I due ci riescono, recitando gli script di 1861 United con fare leggiadro e naturale. Lei fa la figura della bella borgatara, lui quello dello sciocco buono: un mix che molti immaginano essere specchio della realtà quotidiana a casa della showgirl e del calciatore. E se l’immagine della prima è sufficientemente mantenuta fresca dalla sua partecipazione a programmi televisivi di culto come Le Iene, quella del secondo è ormai indissolubilmente legata al suo ruolo di Goodwill Ambassador dell’Unicef ed alla beneficienza, fatta con gli introiti dei suoi libri e persino coi diritti televisivi del matrimonio.

Ma oltre ad essere un uomo di spettacolo (ed un giocatore di poker, come ci ricordano gli spot PartyPoker.it in cui appare frequentemente negli ultimi mesi), Francesco Totti è anche e soprattutto un calciatore. Attaccante bravo ed efficace, fedele alla sua squadra ed ai suoi tifosi come pochissimi hanno saputo fare negli ultimi decenni. Personaggio che però, in campo, diventa anche un Mister Hyde da romanzo: si mette a sputare contro gli avversari, a gridare imprecazioni, a prendere a calci un calciatore della squadra avversaria, salvo poi pentirsi rapidamente sui giornali del giorno dopo.

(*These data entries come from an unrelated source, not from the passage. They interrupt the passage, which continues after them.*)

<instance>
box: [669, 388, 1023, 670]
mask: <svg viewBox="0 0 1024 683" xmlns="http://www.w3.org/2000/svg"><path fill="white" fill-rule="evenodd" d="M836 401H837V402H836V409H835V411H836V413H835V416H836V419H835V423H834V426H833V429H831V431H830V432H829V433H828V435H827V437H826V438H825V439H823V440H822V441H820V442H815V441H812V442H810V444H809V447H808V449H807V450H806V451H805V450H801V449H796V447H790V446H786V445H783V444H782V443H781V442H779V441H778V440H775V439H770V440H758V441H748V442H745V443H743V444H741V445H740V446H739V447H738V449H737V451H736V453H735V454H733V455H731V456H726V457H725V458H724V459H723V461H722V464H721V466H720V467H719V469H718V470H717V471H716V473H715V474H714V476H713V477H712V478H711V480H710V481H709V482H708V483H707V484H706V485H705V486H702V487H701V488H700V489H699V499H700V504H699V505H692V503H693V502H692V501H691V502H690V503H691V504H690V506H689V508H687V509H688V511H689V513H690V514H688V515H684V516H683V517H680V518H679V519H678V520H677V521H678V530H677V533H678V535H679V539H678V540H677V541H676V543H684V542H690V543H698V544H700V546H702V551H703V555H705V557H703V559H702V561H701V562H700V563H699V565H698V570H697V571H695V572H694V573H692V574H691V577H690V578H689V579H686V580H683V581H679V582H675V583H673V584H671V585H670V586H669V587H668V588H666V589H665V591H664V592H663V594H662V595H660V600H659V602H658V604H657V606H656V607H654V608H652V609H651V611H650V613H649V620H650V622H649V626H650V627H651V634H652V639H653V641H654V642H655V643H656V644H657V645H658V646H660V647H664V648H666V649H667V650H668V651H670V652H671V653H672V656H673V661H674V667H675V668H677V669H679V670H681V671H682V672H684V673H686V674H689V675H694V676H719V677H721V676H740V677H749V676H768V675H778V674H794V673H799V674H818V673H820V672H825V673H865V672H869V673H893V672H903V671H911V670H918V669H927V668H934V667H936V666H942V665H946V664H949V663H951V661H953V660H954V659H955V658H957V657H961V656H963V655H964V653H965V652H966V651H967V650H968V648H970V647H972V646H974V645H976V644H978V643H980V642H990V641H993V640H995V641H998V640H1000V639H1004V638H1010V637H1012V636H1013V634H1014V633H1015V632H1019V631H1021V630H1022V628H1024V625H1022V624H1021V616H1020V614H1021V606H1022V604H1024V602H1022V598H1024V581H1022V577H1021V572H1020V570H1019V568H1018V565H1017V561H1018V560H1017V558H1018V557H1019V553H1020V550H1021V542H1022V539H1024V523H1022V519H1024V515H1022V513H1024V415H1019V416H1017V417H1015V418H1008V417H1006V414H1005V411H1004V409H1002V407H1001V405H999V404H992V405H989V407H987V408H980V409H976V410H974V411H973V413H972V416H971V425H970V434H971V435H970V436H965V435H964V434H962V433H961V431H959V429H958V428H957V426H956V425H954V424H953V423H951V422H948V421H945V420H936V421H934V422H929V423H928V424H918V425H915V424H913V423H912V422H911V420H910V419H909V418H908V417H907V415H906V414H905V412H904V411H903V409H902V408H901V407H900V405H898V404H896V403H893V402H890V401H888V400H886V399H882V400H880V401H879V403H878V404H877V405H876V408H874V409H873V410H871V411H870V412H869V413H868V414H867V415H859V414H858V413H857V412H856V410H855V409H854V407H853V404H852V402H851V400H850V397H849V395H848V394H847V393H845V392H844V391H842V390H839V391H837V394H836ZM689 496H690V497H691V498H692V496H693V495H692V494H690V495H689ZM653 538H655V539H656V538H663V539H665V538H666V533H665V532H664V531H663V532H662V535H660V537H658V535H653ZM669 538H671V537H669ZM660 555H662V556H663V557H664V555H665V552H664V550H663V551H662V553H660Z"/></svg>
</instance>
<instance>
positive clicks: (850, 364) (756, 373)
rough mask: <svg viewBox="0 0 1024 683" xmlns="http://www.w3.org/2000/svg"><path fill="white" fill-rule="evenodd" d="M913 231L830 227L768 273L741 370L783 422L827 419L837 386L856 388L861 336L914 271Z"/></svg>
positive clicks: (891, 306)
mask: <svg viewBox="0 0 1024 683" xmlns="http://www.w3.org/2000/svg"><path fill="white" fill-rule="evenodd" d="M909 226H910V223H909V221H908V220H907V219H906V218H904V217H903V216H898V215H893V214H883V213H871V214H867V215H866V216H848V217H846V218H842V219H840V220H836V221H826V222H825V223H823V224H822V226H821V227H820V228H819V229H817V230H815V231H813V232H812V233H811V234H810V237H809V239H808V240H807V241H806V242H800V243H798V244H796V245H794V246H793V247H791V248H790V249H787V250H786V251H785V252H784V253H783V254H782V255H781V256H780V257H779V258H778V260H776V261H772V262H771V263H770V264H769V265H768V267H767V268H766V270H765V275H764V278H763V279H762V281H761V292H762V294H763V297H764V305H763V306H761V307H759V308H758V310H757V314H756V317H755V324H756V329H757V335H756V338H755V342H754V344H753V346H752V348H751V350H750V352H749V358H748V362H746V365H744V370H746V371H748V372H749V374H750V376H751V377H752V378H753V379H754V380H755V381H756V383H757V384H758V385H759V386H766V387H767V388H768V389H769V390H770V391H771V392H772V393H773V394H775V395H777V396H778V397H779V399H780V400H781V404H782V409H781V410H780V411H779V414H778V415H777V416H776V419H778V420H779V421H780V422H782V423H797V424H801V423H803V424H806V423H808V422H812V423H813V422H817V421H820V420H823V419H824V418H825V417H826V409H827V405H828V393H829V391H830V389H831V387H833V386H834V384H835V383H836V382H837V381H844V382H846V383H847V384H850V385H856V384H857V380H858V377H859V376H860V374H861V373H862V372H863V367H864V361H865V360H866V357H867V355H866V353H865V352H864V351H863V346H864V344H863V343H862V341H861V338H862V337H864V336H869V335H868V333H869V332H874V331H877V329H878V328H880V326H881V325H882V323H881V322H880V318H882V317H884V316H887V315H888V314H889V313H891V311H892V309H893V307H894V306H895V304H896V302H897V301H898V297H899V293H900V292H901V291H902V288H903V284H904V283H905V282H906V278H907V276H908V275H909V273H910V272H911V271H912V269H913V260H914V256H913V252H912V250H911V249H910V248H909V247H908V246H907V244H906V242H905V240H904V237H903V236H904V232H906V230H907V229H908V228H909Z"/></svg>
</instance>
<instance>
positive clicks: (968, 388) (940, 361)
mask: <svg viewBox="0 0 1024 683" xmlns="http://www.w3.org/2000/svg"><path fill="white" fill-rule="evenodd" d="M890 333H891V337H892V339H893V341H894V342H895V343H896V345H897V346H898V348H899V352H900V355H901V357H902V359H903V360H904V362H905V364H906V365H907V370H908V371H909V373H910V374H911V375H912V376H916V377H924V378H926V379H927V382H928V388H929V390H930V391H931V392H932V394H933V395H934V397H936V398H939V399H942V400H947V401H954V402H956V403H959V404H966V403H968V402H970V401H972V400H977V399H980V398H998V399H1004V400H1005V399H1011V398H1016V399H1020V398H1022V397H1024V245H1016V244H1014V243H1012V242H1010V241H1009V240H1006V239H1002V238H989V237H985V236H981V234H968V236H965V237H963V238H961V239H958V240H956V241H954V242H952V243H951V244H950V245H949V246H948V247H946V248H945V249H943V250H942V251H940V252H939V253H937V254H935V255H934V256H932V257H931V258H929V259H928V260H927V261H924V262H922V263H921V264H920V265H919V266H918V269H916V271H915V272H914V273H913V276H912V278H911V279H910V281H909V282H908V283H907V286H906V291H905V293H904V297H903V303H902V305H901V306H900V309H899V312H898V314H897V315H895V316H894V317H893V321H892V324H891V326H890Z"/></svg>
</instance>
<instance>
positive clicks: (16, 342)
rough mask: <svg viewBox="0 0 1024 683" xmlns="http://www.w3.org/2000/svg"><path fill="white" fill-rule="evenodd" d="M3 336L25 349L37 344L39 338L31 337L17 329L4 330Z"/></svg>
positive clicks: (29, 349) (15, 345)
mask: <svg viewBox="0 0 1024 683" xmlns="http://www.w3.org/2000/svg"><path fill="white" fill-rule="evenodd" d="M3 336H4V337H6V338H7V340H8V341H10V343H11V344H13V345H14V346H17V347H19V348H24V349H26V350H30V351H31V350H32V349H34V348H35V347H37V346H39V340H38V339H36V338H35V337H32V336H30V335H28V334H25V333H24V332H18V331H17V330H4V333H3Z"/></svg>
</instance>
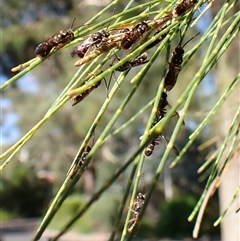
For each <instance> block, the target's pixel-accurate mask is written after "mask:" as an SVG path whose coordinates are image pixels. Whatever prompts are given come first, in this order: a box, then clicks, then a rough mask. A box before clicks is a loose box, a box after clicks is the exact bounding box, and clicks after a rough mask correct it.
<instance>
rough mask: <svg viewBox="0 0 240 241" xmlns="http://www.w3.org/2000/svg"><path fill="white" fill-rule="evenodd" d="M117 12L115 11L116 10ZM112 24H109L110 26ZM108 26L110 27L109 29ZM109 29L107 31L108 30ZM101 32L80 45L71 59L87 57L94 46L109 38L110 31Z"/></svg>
mask: <svg viewBox="0 0 240 241" xmlns="http://www.w3.org/2000/svg"><path fill="white" fill-rule="evenodd" d="M114 11H115V10H114ZM110 23H111V22H109V25H110ZM109 25H108V27H109ZM108 27H107V29H108ZM107 29H106V30H104V29H103V30H101V31H99V32H96V33H93V34H92V35H91V36H90V37H88V38H87V39H86V40H85V41H83V42H82V43H81V44H80V45H78V46H77V47H76V48H75V49H74V50H73V51H72V53H71V54H70V55H71V57H73V56H74V55H77V56H78V57H79V58H83V57H85V56H86V55H87V54H88V53H89V51H90V50H91V49H92V47H93V46H94V45H96V47H98V46H97V44H100V43H101V42H102V41H103V39H104V38H108V37H109V36H110V33H109V32H108V30H107Z"/></svg>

Il Pupone, come viene affettuosamente chiamato Totti sin dagli esordi nella Roma, passa mesi a costruire un’immagine vincente in campo e affabile in televisione, poi periodicamente ne combina una delle sue e questo pregiudica molti aspetti della sua vita: saltano le convocazioni per le partite importanti, diminuisce la presenza negli spot, vengono ritirati gli inviti alle trasmissioni televisive. Dopo gli episodi degli ultimi giorni, anche questa volta Sisifo ricomincerà la sua salita: forse solo l’abbandono del campo e il passaggio definitivo allo spettacolo gli permetteranno di uscire dal circolo vizioso.